Surabondamment, les Promesses de Vente contiennent une clause qui s’analyse en clause de retour à meilleure fortune, si la révocation de M. [V] – suivie de l’exercice de la Promesse de Vente – venait à être annulée :
Cette clause n° 5.2.1 intitulée « Contestation de la cause de Cessation des Fonctions » expose : « Le Promettant et Monsieur [W] [V] reconnaissent et acceptent expressément qu’en cas d’exercice de la Promesse de Vente par le Bénéficiaire, la cession des Actions sous Promesse par le Promettant au Bénéficiaire (ou à toute Personne Substituée) interviendra à la Date de Cession sur la base de la qualification des faits indiquée dans la Notification d’Exercice, nonobstant toute contestation par Monsieur [W] [V] de la cause de Cessation des Fonctions. 5.2.2. En conséquence, en cas de contestation par Monsieur [W] [V] de la cause de Cessation des Fonctions, la cession des Actions sous Promesse sera réalisée à la Date de Cession pour le Prix de Cession figurant dans la Notification d’Exercice (sans préjudice toutefois des stipulations de l’Article 5.1), étant précisé qu’en cas d’obtention par Monsieur [W] [V] d’une décision de justice définitive et non susceptible de recours remettant en cause les motifs de la Cessation des Fonctions (la « Décision »), le Bénéficiaire (ou toute Personne Substituée) sera, le cas échéant, redevable envers le Promettant d’une compensation déterminée comme suit (la « Compensation ») : Si la Décision entraîne une regualification de la cause de Cessation des Fonctions Fautive en Cessation des Fonctions Neutre, le montant de la Compensation correspondra au Prix
Cessation Non Fautive ou au Prix Cessation Neutre, selon le cas, calculé à la date de l’Évènement Déclencheur qu’aurait dû percevoir le Promettant, duquel sera déduit le Prix de Cessation Fautive payé par le Bénéficiaire (ou toute Personne Substituée) à la Date de Cession conformément à l’Article 3.3 ci-dessus ;
Si la Décision entraîne une requalification de la cause de Cessation des Fonctions Neutre en Cessation des Fonctions Non Fautive, le montant de la Compensation correspondra au Prix Cessation Non Fautive calculé à la date de l’Evènement Déclencheur qu’aurait dû percevoir le Promettant, duquel sera déduit le Prix Cessation Neutre payé par le Bénéficiaire (ou toute Personne Substituée) à la Date de Cession conformément à l’Article 3.3 ci-dessus. »

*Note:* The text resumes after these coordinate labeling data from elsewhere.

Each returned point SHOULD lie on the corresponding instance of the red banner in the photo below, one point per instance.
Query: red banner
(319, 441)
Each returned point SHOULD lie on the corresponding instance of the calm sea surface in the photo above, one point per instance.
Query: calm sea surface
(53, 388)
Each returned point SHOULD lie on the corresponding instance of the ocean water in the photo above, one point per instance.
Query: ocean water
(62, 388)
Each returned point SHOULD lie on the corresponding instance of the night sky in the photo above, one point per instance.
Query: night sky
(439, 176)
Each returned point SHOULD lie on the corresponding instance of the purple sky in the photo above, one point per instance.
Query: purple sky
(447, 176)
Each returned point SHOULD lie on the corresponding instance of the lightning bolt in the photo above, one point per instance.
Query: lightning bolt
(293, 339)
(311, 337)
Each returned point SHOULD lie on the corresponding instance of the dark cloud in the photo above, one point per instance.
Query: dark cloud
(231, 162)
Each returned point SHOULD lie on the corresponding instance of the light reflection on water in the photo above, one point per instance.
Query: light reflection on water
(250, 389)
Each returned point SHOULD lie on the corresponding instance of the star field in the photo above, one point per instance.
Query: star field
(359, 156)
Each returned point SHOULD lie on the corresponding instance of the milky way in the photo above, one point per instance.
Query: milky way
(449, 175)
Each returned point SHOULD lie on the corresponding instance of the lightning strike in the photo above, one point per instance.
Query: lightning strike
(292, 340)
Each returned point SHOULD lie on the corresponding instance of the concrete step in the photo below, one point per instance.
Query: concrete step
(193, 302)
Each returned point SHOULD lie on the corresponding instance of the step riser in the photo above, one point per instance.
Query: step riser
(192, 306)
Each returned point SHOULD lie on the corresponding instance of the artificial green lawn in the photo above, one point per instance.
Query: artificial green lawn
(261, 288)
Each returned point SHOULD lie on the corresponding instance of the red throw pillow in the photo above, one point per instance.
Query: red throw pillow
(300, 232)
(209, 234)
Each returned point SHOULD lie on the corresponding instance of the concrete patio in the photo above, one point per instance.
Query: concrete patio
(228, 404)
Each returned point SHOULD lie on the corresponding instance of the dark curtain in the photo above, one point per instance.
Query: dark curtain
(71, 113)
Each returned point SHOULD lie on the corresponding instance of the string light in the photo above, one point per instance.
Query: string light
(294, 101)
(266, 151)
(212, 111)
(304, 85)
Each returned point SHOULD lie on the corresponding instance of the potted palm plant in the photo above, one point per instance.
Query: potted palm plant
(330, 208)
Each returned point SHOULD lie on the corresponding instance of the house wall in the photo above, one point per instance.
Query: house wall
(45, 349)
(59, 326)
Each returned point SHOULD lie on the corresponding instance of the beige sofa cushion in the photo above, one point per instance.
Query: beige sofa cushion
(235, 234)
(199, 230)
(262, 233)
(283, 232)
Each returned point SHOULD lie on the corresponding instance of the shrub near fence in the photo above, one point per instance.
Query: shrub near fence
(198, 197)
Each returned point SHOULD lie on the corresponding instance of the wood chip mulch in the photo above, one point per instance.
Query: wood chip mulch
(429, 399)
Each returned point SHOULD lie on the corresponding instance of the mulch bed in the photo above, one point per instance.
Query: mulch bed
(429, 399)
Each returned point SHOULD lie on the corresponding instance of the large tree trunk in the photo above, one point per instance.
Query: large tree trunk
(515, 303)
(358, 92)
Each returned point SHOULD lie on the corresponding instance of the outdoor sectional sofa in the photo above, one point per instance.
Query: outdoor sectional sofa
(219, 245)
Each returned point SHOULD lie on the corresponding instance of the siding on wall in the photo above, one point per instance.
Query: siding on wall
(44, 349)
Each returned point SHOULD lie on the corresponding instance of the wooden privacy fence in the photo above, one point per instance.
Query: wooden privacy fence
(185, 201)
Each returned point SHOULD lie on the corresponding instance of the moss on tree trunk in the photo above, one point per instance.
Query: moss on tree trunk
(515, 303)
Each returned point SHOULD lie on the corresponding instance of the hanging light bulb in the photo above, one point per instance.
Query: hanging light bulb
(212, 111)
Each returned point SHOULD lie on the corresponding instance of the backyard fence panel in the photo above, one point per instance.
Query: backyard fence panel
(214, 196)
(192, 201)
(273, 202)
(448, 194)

Il en résulte que le dommage allégué par PROVIDENCE INVEST est hypothétique, tant dans sa survenance que pour les conséquences pour PROVIDENCE INVEST ; que la mesure de séquestre demandée aurait des conséquences manifestement excessives pour FRENCHFOOD CAPITAL I ; que les conditions de constitution d’un séquestre ne sont pas réunies ;
En conséquence, nous dirons n’y avoir lieu à référé.
Sur l’article 700 du CPC
Nous allouerons à FRENCHFOOD CAPITAL I la somme de 12.000 euros au titre de l’article 700 du Code de procédure civile.
Par ces motifs
Statuant par ordonnance contradictoire en premier ressort, nous :
Vu l’article 873 alinéa 2 du CPC
Disons n’y avoir lieu à référé,
Condamnons la société PROVIDENCE INVEST à payer au fonds FRENCHFOOD CAPITAL I, pris en la personne de sa société de gestion FRENCHFOOD CAPITAL, la somme de 12.000 euros au titre de l’article 700 du Code de procédure civile,
Condamnons la société PROVIDENCE INVEST aux dépens de l’instance, dont ceux à recouvrer par le greffe, liquidés à la somme de 39,92 € dont 6,44 € de TVA.
La minute de l’ordonnance est signée par M. Olivier Brossollet, président, et Mme Léa Novais, greffier.